Для тебя одного и солгу я
И душой... и улыбкой... и словом.
 
   Дашка закончила на чуть слышной горькой ноте. Закрыла глаза. Илья опустил гитару. Тишина. Голубой просверк молнии за окном. «Сейчас грохнет», – машинально подумал Илья. И «грохнуло» – аплодисменты, крики, скандирование из-за стола студентов: «Бра-а-аво!!!» – и ударивший гром утонул в этом взрыве голосов. Лицо Дашки стало испуганным, она отшатнулась, споткнулась, неловко ухватилась за рукав Ильи.

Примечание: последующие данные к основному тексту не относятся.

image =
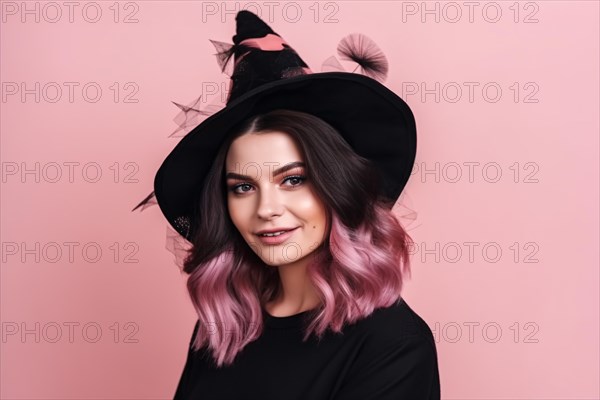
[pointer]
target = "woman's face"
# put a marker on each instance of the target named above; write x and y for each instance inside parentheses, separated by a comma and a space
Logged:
(268, 191)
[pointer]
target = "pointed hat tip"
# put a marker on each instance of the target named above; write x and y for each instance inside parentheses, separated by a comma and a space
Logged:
(249, 25)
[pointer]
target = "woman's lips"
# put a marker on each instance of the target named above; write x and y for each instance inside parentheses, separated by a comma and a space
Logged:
(275, 240)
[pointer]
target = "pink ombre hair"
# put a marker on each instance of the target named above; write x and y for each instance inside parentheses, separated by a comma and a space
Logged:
(359, 268)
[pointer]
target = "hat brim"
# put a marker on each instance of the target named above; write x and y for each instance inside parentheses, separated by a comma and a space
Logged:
(374, 121)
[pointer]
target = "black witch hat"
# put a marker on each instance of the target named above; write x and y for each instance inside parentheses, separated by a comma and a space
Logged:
(269, 74)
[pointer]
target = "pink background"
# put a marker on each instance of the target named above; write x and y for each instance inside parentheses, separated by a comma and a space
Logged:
(546, 311)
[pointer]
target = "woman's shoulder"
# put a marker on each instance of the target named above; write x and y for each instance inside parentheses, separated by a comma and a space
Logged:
(391, 325)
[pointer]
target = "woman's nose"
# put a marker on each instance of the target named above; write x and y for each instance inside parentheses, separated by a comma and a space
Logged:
(269, 203)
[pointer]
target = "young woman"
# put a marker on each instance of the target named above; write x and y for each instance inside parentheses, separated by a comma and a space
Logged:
(297, 262)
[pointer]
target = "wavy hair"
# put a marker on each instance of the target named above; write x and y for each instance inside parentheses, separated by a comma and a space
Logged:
(360, 267)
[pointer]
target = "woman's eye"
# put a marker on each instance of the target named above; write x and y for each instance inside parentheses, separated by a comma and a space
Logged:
(236, 187)
(295, 180)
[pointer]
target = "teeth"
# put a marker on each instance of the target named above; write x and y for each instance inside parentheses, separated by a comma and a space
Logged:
(273, 234)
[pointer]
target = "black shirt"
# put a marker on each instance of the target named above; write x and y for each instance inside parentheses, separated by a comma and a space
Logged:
(391, 354)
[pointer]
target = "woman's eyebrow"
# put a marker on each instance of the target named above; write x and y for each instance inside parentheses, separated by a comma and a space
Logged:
(278, 171)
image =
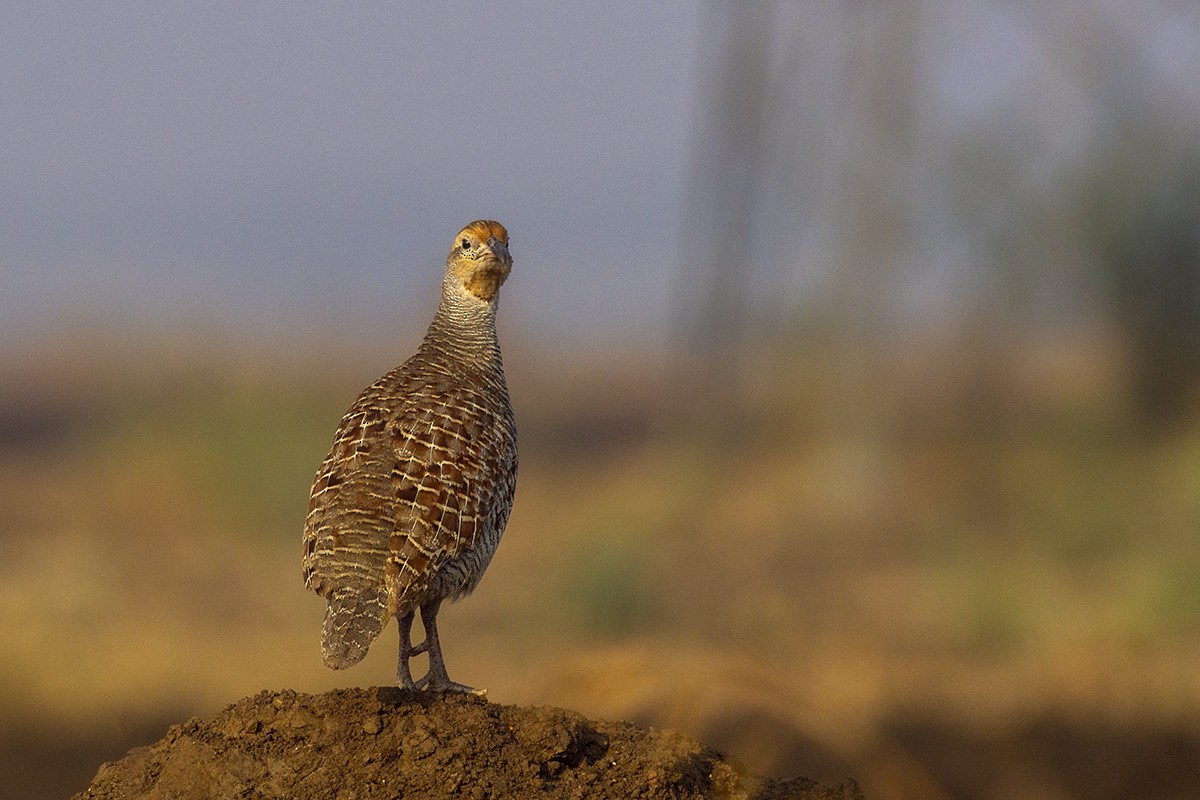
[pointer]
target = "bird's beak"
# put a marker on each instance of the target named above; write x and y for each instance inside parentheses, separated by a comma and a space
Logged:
(499, 250)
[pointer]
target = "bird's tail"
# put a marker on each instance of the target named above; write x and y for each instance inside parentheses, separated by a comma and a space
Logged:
(353, 620)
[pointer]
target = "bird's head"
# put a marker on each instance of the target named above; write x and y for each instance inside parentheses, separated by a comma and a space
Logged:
(479, 259)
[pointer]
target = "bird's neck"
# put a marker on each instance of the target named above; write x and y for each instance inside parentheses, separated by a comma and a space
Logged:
(463, 332)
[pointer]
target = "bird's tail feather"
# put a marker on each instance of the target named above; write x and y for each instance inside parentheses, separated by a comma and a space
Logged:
(353, 620)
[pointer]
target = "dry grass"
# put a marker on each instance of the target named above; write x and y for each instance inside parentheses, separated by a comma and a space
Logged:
(990, 548)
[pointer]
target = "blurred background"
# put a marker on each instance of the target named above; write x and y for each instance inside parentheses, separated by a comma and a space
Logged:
(855, 349)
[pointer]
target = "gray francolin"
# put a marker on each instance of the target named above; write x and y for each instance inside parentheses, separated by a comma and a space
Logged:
(407, 509)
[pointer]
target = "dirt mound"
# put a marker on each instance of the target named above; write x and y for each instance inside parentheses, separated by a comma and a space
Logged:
(384, 743)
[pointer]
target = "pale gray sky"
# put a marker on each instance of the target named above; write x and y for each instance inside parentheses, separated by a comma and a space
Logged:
(282, 161)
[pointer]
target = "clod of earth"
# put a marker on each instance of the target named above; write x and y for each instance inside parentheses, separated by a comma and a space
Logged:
(360, 744)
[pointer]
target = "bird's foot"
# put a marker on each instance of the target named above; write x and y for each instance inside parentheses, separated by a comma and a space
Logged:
(432, 684)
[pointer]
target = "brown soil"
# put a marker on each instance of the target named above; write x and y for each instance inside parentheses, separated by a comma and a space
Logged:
(383, 743)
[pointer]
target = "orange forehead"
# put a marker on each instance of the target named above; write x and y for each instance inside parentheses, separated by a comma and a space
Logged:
(484, 229)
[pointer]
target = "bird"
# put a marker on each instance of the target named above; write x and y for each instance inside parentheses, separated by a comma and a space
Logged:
(409, 505)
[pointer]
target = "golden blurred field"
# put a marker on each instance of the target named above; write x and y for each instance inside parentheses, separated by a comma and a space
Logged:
(949, 575)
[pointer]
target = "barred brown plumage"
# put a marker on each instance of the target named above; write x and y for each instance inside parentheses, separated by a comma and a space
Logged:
(409, 505)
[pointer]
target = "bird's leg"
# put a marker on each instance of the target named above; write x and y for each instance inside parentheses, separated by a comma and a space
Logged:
(403, 675)
(437, 680)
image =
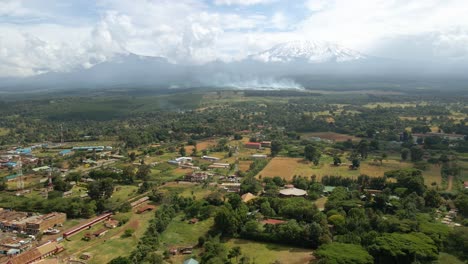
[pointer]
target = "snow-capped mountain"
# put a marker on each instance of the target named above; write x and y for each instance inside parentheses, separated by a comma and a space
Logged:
(309, 51)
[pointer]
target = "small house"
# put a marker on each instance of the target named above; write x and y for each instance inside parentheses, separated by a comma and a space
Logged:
(111, 223)
(292, 192)
(191, 261)
(253, 145)
(101, 232)
(146, 208)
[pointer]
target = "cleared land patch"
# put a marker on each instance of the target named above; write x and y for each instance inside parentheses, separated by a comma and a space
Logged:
(266, 253)
(329, 136)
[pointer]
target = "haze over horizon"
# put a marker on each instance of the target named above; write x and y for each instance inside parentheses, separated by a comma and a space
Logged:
(55, 36)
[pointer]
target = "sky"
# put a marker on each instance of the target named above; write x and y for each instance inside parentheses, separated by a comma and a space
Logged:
(38, 36)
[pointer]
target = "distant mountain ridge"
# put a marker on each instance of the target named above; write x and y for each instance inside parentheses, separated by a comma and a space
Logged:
(284, 66)
(309, 51)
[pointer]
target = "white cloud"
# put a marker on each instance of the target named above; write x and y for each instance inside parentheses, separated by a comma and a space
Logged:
(361, 23)
(196, 31)
(242, 2)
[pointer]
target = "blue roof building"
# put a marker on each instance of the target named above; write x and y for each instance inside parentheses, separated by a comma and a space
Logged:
(191, 261)
(65, 152)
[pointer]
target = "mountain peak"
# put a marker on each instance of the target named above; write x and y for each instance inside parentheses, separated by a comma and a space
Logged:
(309, 51)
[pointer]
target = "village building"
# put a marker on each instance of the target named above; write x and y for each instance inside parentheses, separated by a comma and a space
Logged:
(219, 166)
(247, 197)
(34, 255)
(253, 145)
(31, 224)
(231, 187)
(273, 222)
(191, 261)
(101, 232)
(450, 137)
(66, 152)
(146, 208)
(210, 158)
(197, 176)
(180, 160)
(111, 223)
(292, 192)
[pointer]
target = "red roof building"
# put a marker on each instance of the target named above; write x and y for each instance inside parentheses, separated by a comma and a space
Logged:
(253, 145)
(273, 222)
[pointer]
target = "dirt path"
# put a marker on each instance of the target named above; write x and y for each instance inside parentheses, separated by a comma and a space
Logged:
(450, 183)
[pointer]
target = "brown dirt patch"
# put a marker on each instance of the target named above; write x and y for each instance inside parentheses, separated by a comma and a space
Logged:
(330, 136)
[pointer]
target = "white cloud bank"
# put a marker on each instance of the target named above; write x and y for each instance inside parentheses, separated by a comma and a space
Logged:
(189, 31)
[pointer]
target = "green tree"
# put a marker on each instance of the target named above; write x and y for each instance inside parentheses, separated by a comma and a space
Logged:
(120, 260)
(101, 189)
(235, 252)
(311, 153)
(404, 248)
(416, 153)
(182, 151)
(461, 202)
(143, 172)
(336, 161)
(276, 147)
(404, 154)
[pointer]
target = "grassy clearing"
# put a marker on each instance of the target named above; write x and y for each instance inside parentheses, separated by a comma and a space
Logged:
(445, 258)
(329, 136)
(266, 253)
(205, 144)
(123, 193)
(244, 165)
(188, 189)
(377, 170)
(390, 105)
(320, 202)
(4, 131)
(288, 167)
(180, 233)
(111, 245)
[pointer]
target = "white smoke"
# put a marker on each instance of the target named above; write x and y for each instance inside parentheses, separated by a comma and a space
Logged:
(252, 83)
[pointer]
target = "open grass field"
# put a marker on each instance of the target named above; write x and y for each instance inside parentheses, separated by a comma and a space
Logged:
(329, 136)
(180, 233)
(244, 165)
(266, 253)
(123, 193)
(320, 202)
(377, 170)
(111, 245)
(390, 105)
(187, 189)
(4, 131)
(286, 168)
(445, 258)
(201, 145)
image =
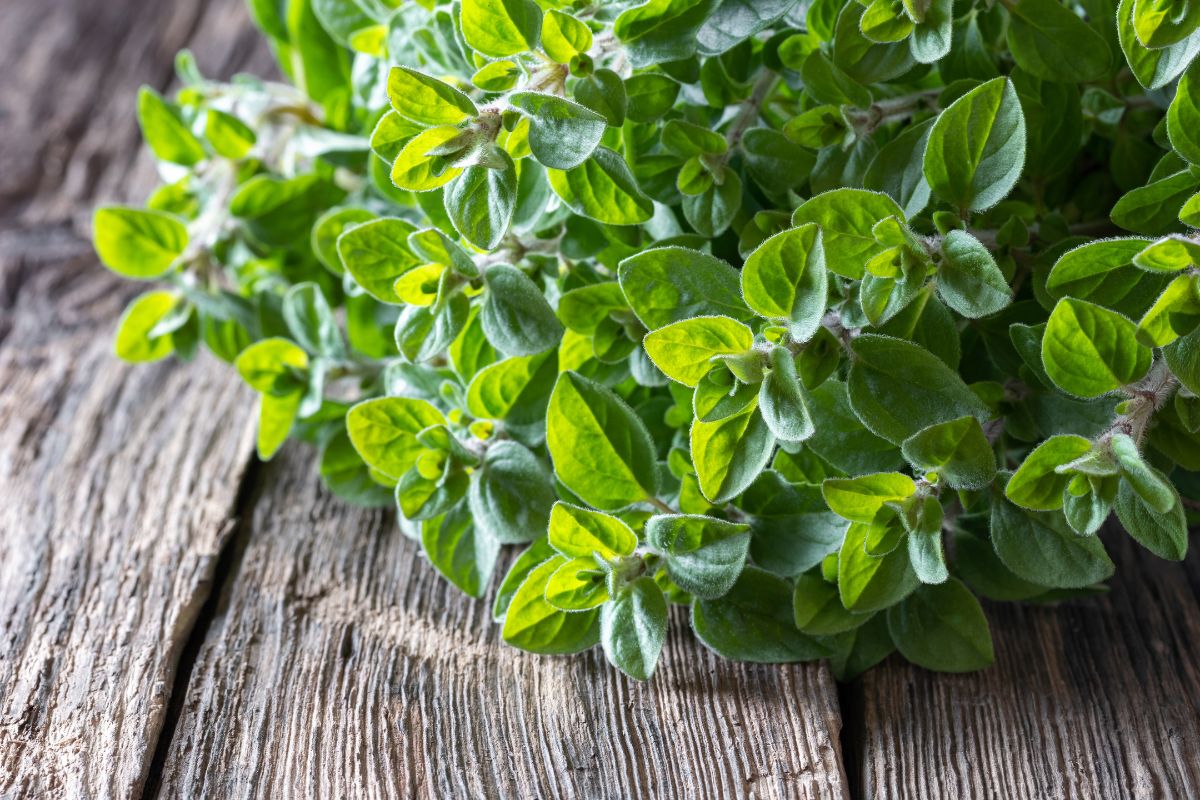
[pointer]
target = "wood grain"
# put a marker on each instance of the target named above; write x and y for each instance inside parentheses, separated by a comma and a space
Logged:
(340, 665)
(1092, 698)
(117, 482)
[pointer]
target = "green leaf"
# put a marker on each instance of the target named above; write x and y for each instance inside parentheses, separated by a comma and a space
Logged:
(729, 453)
(1159, 23)
(165, 131)
(861, 499)
(703, 555)
(862, 59)
(898, 388)
(785, 278)
(661, 30)
(886, 22)
(133, 341)
(419, 168)
(460, 551)
(754, 623)
(345, 474)
(311, 322)
(577, 585)
(841, 438)
(977, 146)
(1037, 485)
(685, 350)
(735, 20)
(1175, 313)
(390, 136)
(427, 101)
(969, 280)
(481, 202)
(791, 528)
(1048, 40)
(327, 230)
(511, 493)
(582, 533)
(1183, 358)
(1155, 209)
(519, 386)
(634, 626)
(649, 96)
(1042, 548)
(516, 317)
(563, 36)
(930, 41)
(869, 583)
(897, 169)
(781, 400)
(562, 133)
(942, 627)
(1146, 481)
(601, 450)
(228, 136)
(377, 253)
(1103, 272)
(604, 92)
(273, 366)
(276, 415)
(279, 212)
(603, 188)
(670, 284)
(538, 553)
(957, 450)
(925, 551)
(1169, 254)
(817, 608)
(501, 28)
(1153, 68)
(532, 624)
(712, 211)
(1183, 115)
(1162, 533)
(138, 242)
(384, 432)
(846, 217)
(1090, 350)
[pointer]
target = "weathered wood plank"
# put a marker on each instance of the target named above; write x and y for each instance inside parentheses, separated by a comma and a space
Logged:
(1097, 698)
(340, 665)
(71, 71)
(118, 482)
(118, 485)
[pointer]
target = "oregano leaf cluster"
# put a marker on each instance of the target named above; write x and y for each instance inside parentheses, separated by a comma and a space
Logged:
(819, 319)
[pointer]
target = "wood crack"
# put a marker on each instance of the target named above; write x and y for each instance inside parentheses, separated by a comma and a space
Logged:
(210, 596)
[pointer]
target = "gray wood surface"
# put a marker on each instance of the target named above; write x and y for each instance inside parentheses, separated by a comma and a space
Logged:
(340, 665)
(117, 482)
(1092, 698)
(307, 650)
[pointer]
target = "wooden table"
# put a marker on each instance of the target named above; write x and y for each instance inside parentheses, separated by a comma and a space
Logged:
(177, 619)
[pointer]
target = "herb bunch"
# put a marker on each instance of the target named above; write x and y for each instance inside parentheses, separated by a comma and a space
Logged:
(822, 319)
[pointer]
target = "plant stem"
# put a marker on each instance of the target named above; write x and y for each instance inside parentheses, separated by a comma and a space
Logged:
(660, 505)
(749, 113)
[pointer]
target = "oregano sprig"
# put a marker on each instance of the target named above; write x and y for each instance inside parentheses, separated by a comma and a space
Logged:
(822, 322)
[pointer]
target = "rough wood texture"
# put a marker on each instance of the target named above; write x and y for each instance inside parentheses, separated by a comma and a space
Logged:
(1095, 698)
(340, 665)
(117, 481)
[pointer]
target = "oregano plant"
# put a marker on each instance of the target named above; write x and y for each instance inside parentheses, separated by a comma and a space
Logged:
(819, 319)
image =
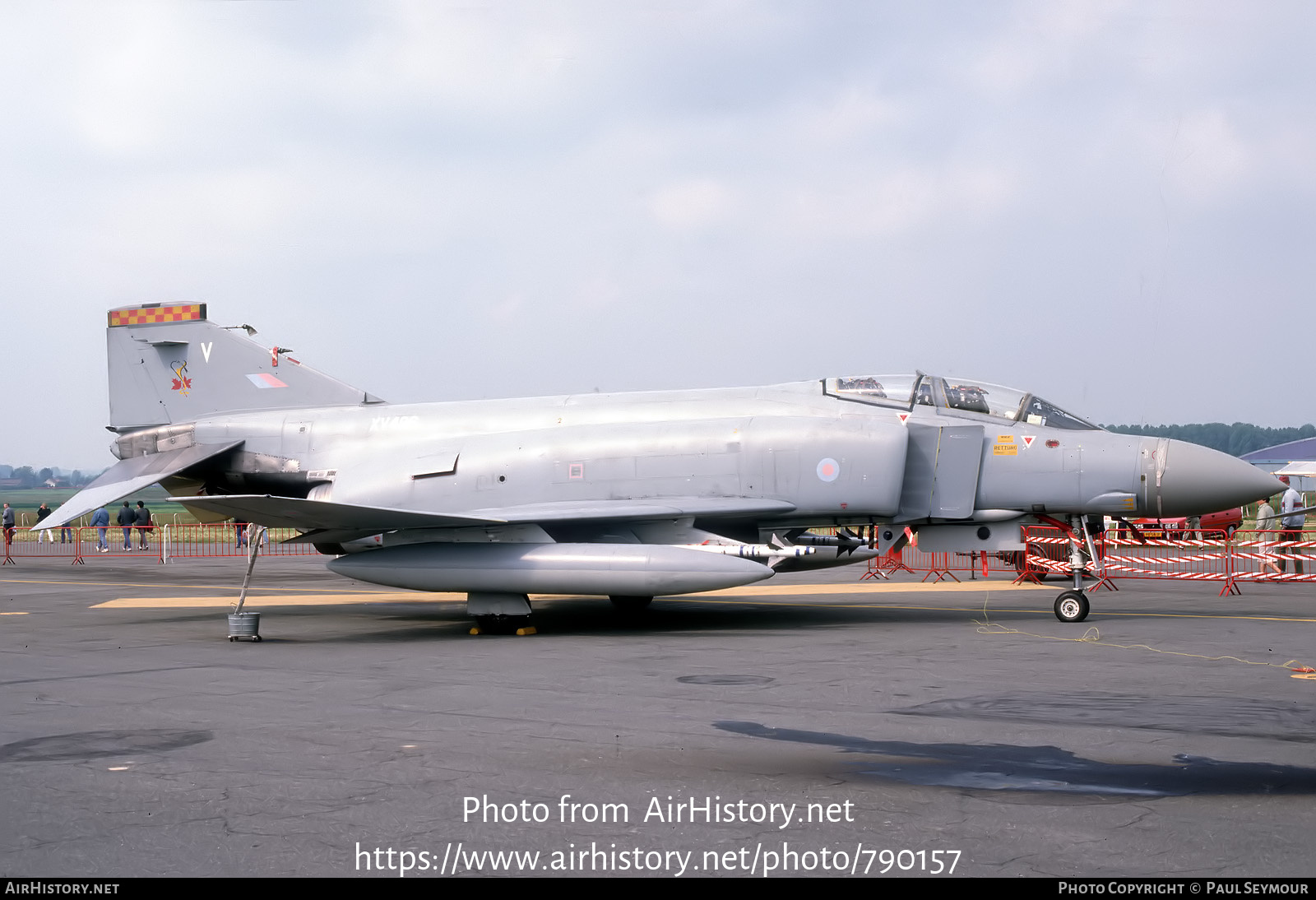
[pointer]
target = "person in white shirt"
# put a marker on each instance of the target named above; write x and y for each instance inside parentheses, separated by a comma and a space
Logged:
(1291, 524)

   – Стой! – шепотом приказал он.
   Но Дашка уже и сама взяла себя в руки, вздохнула, слабо улыбнулась и осторожно шагнула к краю эстрады – кланяться. Илья пошел за ней и правильно сделал: в следующий миг Дашку чуть не сбил с ног кругленький, тяжело пыхтящий купец Вавилов, размахивающий, как штандартом, пачкой ассигнаций. За Вавиловым налетел Толчанинов с букетом лилий, его оттеснил Веретенников, орущий на весь ресторан бледному Заволоцкому: «И вы мне будете говорить, что цыганская песня умерла?!» А затем все трое поспешили освободить дорогу порывисто взошедшей прямо на эстраду актрисе Несветовой. Та величавым жестом отстранила поклонников, обратила на миг к залу взволнованное по всем правилам лицо с блестящими от слез глазами и своим знаменитым хрипловатым контральто произнесла:
   – Как странно, что ты понимаешь, о чем поешь. Ты еще так молода... Впрочем, это быстро пройдет... – Она тонко улыбнулась залу, пожала руку недоумевающе молчащей Дашке и эффектным движением стряхнула с пальцев все кольца. – Прими эту пыль из моих рук. И пой всегда так, как сегодня.
   «Пыль» Дашка сунула отцу, и Илья поспешил поскорее спрятать мерцающую пригоршню в карман, опасаясь, как бы актриса не передумала. А за Несветовой с воплями «Браво! Брависсимо! Бесподобно!» на эстраду ворвалась толпа студентов, которые тут же подняли Дашку на руки. Но тут дебютантка перепугалась по-настоящему и закричала в голос. Илье пришлось бесцеремонно растолкать учащуюся братию, схватить всхлипывающую Дашку в охапку и унести из зала.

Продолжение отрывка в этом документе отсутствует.